Connect the thread across all three conditions:
All three disorders you have studied today represent variations on the theme of endometrial tissue behaving outside its normal boundaries. In cervicitis, the offence is external — pathogens or trauma breaching the cervical epithelium. In endometriosis, endometrial tissue escapes the uterine cavity entirely and establishes ectopic colonies driven by estrogen. In adenomyosis, endometrium tunnels inward, colonizing the very muscle wall that should contain it.
Ask yourself:
1. Can a woman have all three conditions simultaneously? (Yes — and this combination is clinically relevant in the infertility workup.)
2. Why does endometriosis cause pre-menstrual pain while adenomyosis causes menstrual pain? (Think about which layer of endometrium is involved and its hormonal responsiveness.)
3. A gynaecologist performing a laparoscopy for infertility finds powder-burn lesions in the pouch of Douglas but the ovaries look normal. The histopathology comes back as 'fibrosis with hemosiderin deposits — no glands identified.' Is this endometriosis? (Yes — burnt-out endometriosis.)
4. Would treating adenomyosis with a GnRH agonist (which suppresses estrogen) be expected to relieve symptoms?

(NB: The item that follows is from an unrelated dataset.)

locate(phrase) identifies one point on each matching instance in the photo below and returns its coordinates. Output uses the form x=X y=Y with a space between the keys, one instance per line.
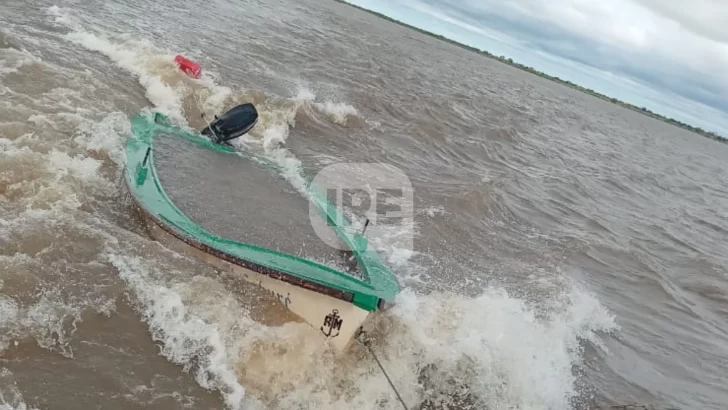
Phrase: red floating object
x=189 y=67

Why?
If you can answer all four questions confidently, you have mastered the core concepts in this module.
KEY TAKEAWAYS
Module Summary — Cervicitis, Endometriosis & Adenomyosis
Cervicitis (PA29.6):
• Acute: neutrophilic; causes — N. gonorrhoeae, HSV-2, Trichomonas; mucopurulent discharge.
• Chronic: lymphoplasmacytic; causes — Chlamydia, normal flora, trauma, IUD; Nabothian cysts.
• Follicular cervicitis = lymphoid follicles in stroma → pathognomonic for Chlamydia trachomatis.
• Transformation zone is the key site — biologically vulnerable to HPV, cervicitis, and CIN.
Endometriosis (PA29.7):
• Endometrial glands + stroma outside the uterine cavity.
• Estrogen-dependent; theories: retrograde (Sampson, most accepted), metaplastic (Meyer), vascular/lymphatic (Halban).
• Sites: ovaries (chocolate cyst), pouch of Douglas, uterosacral ligaments, rarely distant.
• Powder-burn lesions (peritoneum); chocolate/endometrioma cyst (ovary).
• Microscopy: glands + stroma + hemosiderin-laden macrophages (2 of 3 needed).
• Clinical triad: dysmenorrhea (secondary, pre-menstrual) + dyspareunia + infertility.
• Complications: adhesions, ectopic pregnancy, rare malignant transformation (endometrioid/clear cell carcinoma).
Adenomyosis (PA29.8):
• Endometrial glands + stroma within the myometrium (>2.5 mm below junction).
• Mechanism: direct downgrowth of basalis (NOT implantation/metaplasia).
• Affects perimenopausal multiparous women; estrogen-responsive.
• Macro: diffusely enlarged, boggy, globular uterus; trabeculated cut surface; NO capsule.
• Micro: basalis-type glands in myometrium, reactive smooth muscle hypertrophy.
• Symptoms: menorrhagia + secondary dysmenorrhea (onset with flow, not pre-menstrual).
• Differs from endometriosis: internal, older age group, no adnexal disease, less infertility.
• Differs from leiomyoma: no capsule, boggy (not firm), hemorrhagic foci (not whorled).